WASHINGTON, DC--Rep. Al Newtrition, of the Tea Party Caucus in Congress, today announced that the House would be willing to extend unemployment benefits to the long-term unemployed only if the federal government would stop wasting money feeding poor kids at lunchtime.
Newtrition, from a district in rural east Texas, has proposed dropping the National School Lunch Program (NSLP), which provides low-cost and free lunches to an estimated 31 million low-income kids each day, as a way of offsetting the cost of extending unemployment benefits over the next several months. "This might be a way," Mr. Newtrition explained, "of incentivizing these kids' lazy-ass parents to get off their couches and go out and look for work."
Expounded Newtrition: "You want to get these goddamned slouchers out there and looking for work? Let 'em send their kids to school with no lunch. Let's hit these lazy SOBs where it hurts, their kids."

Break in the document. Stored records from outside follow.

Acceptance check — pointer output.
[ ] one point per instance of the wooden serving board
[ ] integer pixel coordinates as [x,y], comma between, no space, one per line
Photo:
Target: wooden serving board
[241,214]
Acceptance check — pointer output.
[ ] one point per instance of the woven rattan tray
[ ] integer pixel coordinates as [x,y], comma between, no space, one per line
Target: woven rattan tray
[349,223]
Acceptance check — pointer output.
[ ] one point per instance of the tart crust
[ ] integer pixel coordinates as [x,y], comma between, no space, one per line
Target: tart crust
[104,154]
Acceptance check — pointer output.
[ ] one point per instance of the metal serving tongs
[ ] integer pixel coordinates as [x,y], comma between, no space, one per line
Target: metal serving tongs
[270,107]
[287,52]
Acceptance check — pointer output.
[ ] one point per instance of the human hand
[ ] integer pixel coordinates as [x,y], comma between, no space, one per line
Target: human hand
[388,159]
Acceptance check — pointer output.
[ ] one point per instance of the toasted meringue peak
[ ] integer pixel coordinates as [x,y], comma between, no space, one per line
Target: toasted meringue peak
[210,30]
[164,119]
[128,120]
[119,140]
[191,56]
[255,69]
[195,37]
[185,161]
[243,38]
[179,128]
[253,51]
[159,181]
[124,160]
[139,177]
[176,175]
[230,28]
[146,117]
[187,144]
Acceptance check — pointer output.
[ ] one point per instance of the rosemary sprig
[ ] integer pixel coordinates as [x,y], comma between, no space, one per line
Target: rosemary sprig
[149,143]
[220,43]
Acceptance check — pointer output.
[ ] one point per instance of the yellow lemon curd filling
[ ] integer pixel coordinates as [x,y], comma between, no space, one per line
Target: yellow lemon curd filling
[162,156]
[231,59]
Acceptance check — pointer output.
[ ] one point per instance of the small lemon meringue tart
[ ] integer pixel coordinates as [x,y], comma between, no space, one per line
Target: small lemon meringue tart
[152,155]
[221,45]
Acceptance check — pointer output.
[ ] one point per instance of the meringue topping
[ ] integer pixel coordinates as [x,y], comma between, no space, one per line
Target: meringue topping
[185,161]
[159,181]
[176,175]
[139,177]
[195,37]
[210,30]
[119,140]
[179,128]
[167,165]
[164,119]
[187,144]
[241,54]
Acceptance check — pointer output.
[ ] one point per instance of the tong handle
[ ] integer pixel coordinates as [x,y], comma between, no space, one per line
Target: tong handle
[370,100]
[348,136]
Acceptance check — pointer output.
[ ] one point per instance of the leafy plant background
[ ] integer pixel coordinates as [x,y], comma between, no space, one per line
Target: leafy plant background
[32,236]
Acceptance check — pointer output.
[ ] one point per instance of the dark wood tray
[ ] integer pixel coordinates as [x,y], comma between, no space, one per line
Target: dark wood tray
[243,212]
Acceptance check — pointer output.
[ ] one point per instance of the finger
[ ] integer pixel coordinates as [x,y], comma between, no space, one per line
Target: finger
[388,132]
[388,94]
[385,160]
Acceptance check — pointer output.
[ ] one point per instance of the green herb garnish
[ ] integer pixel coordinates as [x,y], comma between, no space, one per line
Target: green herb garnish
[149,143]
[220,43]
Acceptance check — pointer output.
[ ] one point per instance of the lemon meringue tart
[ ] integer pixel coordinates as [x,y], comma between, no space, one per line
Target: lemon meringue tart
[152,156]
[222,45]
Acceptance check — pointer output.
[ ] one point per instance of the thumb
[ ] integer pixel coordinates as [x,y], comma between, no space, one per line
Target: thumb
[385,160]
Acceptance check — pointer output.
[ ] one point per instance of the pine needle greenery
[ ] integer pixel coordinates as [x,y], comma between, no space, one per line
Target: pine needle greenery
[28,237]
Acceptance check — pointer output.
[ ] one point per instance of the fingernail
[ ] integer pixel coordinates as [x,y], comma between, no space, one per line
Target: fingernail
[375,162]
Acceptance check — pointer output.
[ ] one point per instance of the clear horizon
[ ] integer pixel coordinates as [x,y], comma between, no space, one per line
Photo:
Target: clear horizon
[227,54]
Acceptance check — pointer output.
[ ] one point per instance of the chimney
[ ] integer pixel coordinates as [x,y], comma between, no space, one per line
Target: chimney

When it was pointed out to Al Newtrition that many of the children in this program come from families where at least one of the parents works, he shot back: "Well, obviously these kids' parents don't work hard enough! If the parents of these kids did work harder, they wouldn't be eligible for this free government handout, would they?"
"How many kids who come from wealthy backgrounds get free lunches?" the congressman smugly asked while finishing off some prime rib at The Lobbyist, his favorite Washington restaurant.
Newtrition burped, sipped off this wine, and added: "You want the poor to start working harder, let their kids go hungry. What we need in this country is some good old-fashioned tough love!" Rep. Newtrition then dropped a piece of fat from his prime rib to his faithful pit bull Ayn Rand, who accompanies the pugnacious congressman everywhere.